When I was 18, I realised for the first time that being sad didn’t need a reason. That
having a bad day didn’t need spilling my coffee or missing my train to precede it.
When I trained to be a teacher, I was taught how to teach long division, number bonds to ten, comma splices, fronted adverbials.
When I became a teacher, I taught long division, number bonds to ten, commas splices (I think!), fronted adverbials and that it was ok just to be sad.
I am pretty sure all 30 of the 9-year-old children in my room would have either survived, googled, or learnt the first 4. I am almost positive it would have been another ten years, or even a lifetime for many to learn the last.
There is something wrong with our school system, and now, it feels like the powers that be are tackling it from the top down. Exams and grades are the culmination of years spent studying and for many feeling the pressure that goes along with a letter or number defining you. In my classroom, I prioritise mental health and emotions first. That doesn’t mean I do not want the children to get 7/7 on their spelling test I would just rather they didn’t stay up all night worrying about the idea of not. You may think, really an eight-year-old and their spelling test?
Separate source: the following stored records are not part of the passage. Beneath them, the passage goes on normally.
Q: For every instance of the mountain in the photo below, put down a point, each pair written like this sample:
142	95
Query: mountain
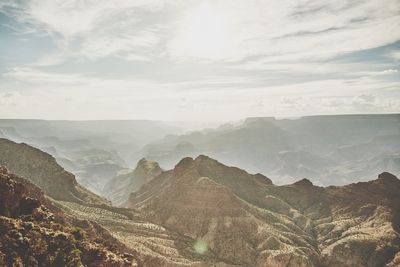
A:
95	151
126	182
43	170
34	232
331	150
245	220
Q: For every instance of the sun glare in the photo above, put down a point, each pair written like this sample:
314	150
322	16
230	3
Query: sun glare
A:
205	33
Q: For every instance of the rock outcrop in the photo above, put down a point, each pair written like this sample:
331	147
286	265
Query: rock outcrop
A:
245	220
127	182
43	170
33	232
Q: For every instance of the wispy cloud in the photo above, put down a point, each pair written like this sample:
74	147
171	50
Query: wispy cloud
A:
256	57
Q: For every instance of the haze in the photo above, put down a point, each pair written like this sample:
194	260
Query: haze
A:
197	60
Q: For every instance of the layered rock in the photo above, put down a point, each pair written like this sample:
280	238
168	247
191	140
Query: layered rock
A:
36	233
43	170
245	220
126	182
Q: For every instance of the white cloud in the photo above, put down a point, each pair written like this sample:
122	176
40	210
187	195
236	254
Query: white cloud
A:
263	57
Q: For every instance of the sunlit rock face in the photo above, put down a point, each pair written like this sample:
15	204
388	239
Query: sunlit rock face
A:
43	170
127	181
34	232
245	220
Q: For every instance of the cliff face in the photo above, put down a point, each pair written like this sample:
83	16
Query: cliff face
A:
33	232
243	219
43	170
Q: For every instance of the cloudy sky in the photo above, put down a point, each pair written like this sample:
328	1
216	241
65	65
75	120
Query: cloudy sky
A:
199	60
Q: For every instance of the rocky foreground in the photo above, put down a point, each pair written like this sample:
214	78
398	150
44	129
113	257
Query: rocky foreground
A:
244	220
33	232
201	213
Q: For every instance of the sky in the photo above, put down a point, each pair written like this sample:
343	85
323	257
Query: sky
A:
198	60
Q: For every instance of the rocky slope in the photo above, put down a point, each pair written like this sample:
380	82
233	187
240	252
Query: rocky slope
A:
34	232
43	170
331	150
127	181
244	220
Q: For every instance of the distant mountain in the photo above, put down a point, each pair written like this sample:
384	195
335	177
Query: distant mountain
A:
128	181
95	151
245	220
43	170
320	147
34	232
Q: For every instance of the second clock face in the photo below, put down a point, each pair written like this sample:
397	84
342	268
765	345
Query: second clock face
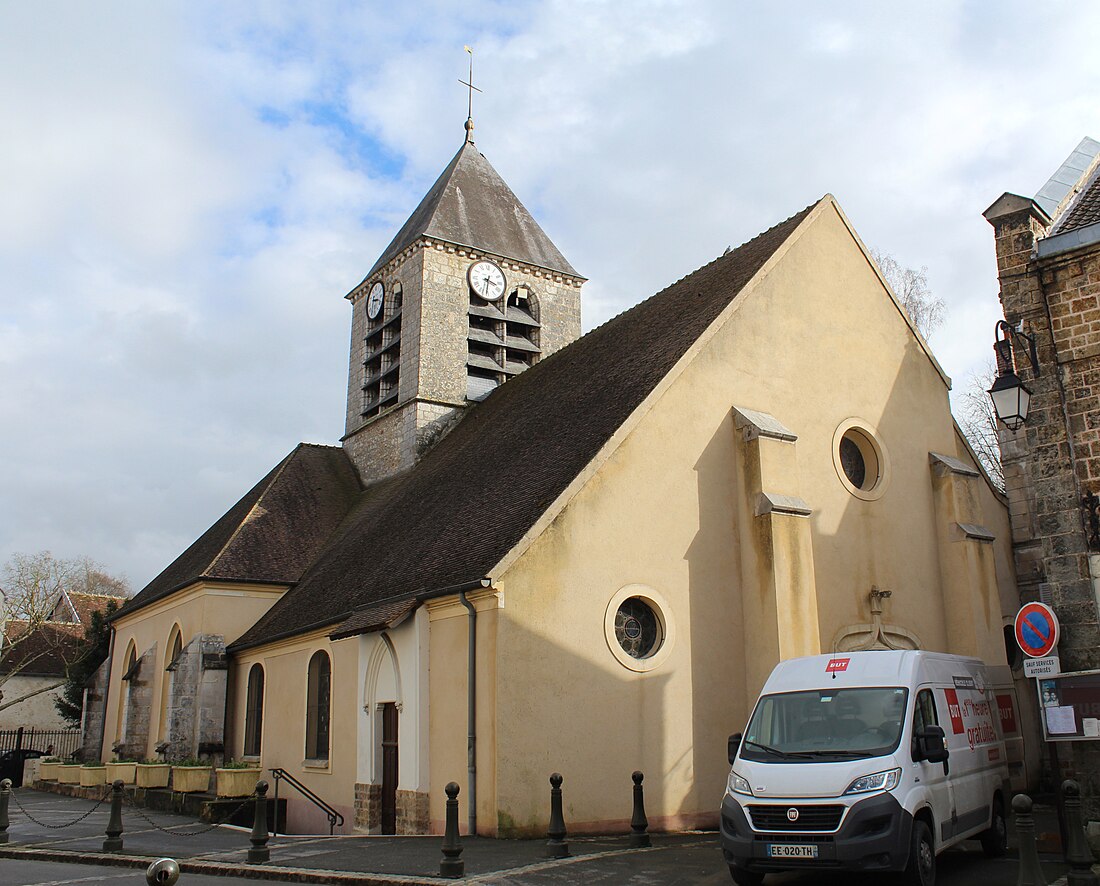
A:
374	301
486	280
But 8-year-olds don’t have annual reviews or observations – to them a spelling test is their judgement of themselves, and often, their parents and friends’ judgement of them too.
When I teach the children to own their sadness, they have pretty much just met me and say, ‘What I am not sad!’ I say ‘ok! But you might be sad tomorrow?’ Their foreheads wrinkle in bewilderment ‘Miss, do you want me to be sad?’ this used to evoke a smile across my face but over time I have managed to keep a straight face.
‘No I do not want you to be sad, but I want you to know that it is ok to be.’
There are 4 boxes in my classroom labelled ‘happy, neutral, sad and can I talk to you?’ and the children each have a magnet with their name. On entering they drop their magnet into their feeling and go about their morning. This takes practice, and in all honesty the first year I taught my own class and took this approach I was met with weird looks and asked by colleagues why I was making more work for myself.
I teach the children that being sad is just a normal emotion, we don’t need a reason to be sad just like we do not need a reason to be happy. ‘I just am’ is a valid response to ‘Why are you so sad?’ just like it is to ‘Why are you so happy?’. The boxes help me see why Jimmy may be a bit slower today in maths, or putting his hand up less, just like on my down days the chat with my barista may be shorter, and the music in my ears may be more Folklore than 1989. But it also helps children to see that when they are sad, they can do hard things, they can show up, they can go to school, they can do the spelling test, they can get through
it. They may put their counter in sad for four days, but the clouds clear when they enter neutral afterwards or more often ‘Can I talk to you?’ because the fog as settled, and clarity has risen.
There are many things I teach in my classroom that are more important than grades, these don’t come in chunks, with learning intentions or knowledge organisers but with practice and intuition. Over just a few months I can see the children recognising their feelings more.
Can you just imagine how much better of a place we would be in, sending children out into the world, naming their feelings instead of the years of the roman empire
Florence Taglight - Senior mental health lead.